The ice dragon didn’t always seem like it was born for destiny. It was born as one of the three dragons hatched by Daenerys back in season one, which she named Viserion in a slightly shady tribute to her brother. (The other two dragons are Drogon, the one Dany likes to ride, and Rhaegal, the other one.) Viserion was doing a great job putzing around being a dragon until it Dany took it on a rescue mission to save Jon Snow. That’s when the Night King decided it was time to take Dany down a peg by throwing an ice spear directly into Viserion’s side, killing him.
Because the Night King loves nothing more than being a little snot, he then decided to dredge Viserion up from depths of a frozen lake and revive him to serve his purposes.
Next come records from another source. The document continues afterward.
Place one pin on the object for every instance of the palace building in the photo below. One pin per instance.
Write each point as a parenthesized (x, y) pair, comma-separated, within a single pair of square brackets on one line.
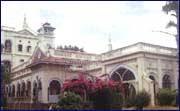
[(38, 69)]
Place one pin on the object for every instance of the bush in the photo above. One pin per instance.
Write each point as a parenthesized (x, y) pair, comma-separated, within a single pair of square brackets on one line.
[(70, 101), (105, 98), (129, 102), (165, 97), (142, 99)]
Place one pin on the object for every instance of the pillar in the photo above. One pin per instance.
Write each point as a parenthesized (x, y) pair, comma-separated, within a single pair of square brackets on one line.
[(159, 73)]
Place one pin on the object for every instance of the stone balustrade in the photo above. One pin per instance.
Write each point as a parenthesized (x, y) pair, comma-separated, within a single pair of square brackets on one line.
[(76, 55), (144, 47)]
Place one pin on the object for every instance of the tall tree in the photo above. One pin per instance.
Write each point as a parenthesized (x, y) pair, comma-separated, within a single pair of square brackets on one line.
[(172, 6)]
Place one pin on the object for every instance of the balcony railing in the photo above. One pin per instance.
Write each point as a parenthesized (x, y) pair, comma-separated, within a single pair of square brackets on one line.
[(139, 47)]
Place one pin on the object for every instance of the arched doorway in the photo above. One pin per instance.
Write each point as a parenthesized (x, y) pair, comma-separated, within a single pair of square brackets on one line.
[(8, 46), (166, 81), (128, 78), (54, 91)]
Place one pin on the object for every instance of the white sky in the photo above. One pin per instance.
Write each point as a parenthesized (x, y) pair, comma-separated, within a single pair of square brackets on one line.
[(87, 24)]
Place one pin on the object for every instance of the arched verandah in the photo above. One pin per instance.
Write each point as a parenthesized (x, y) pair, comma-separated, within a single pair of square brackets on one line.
[(54, 91), (128, 79)]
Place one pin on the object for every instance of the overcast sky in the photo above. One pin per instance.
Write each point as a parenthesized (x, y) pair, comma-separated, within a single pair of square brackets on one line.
[(87, 24)]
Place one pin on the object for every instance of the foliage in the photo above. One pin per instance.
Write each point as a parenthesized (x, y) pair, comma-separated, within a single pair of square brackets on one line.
[(141, 99), (129, 102), (100, 93), (70, 101), (172, 6), (165, 97)]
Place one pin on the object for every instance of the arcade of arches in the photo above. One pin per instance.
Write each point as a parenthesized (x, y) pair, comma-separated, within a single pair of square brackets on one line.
[(34, 90), (127, 77)]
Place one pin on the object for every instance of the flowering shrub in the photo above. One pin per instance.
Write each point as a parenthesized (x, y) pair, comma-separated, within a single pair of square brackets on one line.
[(98, 92), (70, 101)]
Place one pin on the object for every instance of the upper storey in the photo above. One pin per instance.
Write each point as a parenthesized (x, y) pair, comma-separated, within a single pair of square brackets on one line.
[(46, 29)]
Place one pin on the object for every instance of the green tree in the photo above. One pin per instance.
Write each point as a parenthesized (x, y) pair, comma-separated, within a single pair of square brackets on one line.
[(172, 6)]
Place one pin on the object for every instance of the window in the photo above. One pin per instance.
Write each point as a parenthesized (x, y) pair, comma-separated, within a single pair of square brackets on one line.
[(8, 46), (22, 60), (20, 48), (166, 81), (28, 48)]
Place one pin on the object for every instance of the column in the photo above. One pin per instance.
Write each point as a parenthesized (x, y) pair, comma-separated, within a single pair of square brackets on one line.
[(140, 71), (159, 73), (45, 85)]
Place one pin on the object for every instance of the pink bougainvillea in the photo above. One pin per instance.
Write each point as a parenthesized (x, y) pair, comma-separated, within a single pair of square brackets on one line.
[(83, 86)]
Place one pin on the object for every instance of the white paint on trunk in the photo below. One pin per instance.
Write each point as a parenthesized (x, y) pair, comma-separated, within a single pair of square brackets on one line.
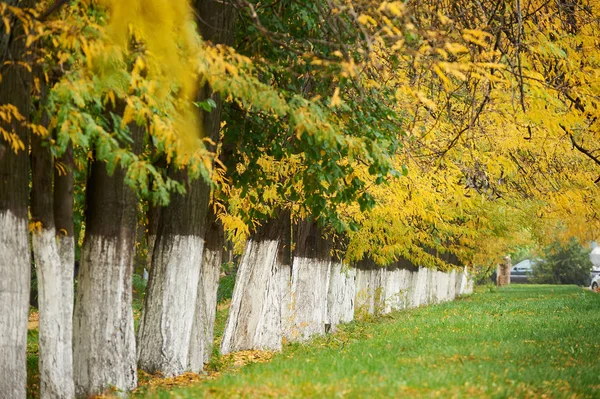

Bad news for Jon, Dany, and the rest of the humanity. Great news for those of us who like ice, the best fantasy element.
Once the Night King revives the Dragon Formerly Known As Viserion, it develops blue eyes and an insatiable craving for drama. (The first is obvious, the second assumed.) Game of Thrones was more plotty and predictable in its seventh season, but the second it opened its eye, the show swiveled into operatic absurdity. The ice dragon does not care for your thoughtful drama of politics and genealogy. The ice dragon declares war on both humans and measured, realistic narrative.
Despite the fact that the ice dragon has only done a few things so far, every one of those actions reeks of delightful melodrama. Whereas Drogon and Rhaegal are fairly straightforward fantasy creatures (being dragons that breathe fire and do whatever Dany says), the ice dragon made us wonder whether it would spew ice (or fire? Or candy?). When it finally opened its mouth in the finale, out came … icy fire? Blue dragonfire? Blue-raspberry fire? Whatever, the ice dragon doesn’t subscribe to your binary.
As a consequence of all that unidentified magical plasma spewing, the ice dragon brought down the Wall, giving the Night King a chance to advance his armies southward. The ice dragon was probably happy to contribute to the whole project, because under the death-cold thrall of the Night King, it will do absolutely anything for attention.
The ice dragon, simply put, lives for drama. Its detractors may rightly point out that its creation reeks of plottiness, but there’s an easy way to stop worrying and start loving this 747-size tool of narrative convenience. The ice dragon feels like the product of a Julio Torres–style SNL sketch about Game of Thrones, the logic of his jokes about the sink and well for boys applied to a fantasy universe. The ice dragon is seemingly unnecessary, over-aestheticized, and queerish. It’s silly in a world that takes itself way too seriously. To enjoy watching the ice dragon onscreen, you just have to embrace that silliness.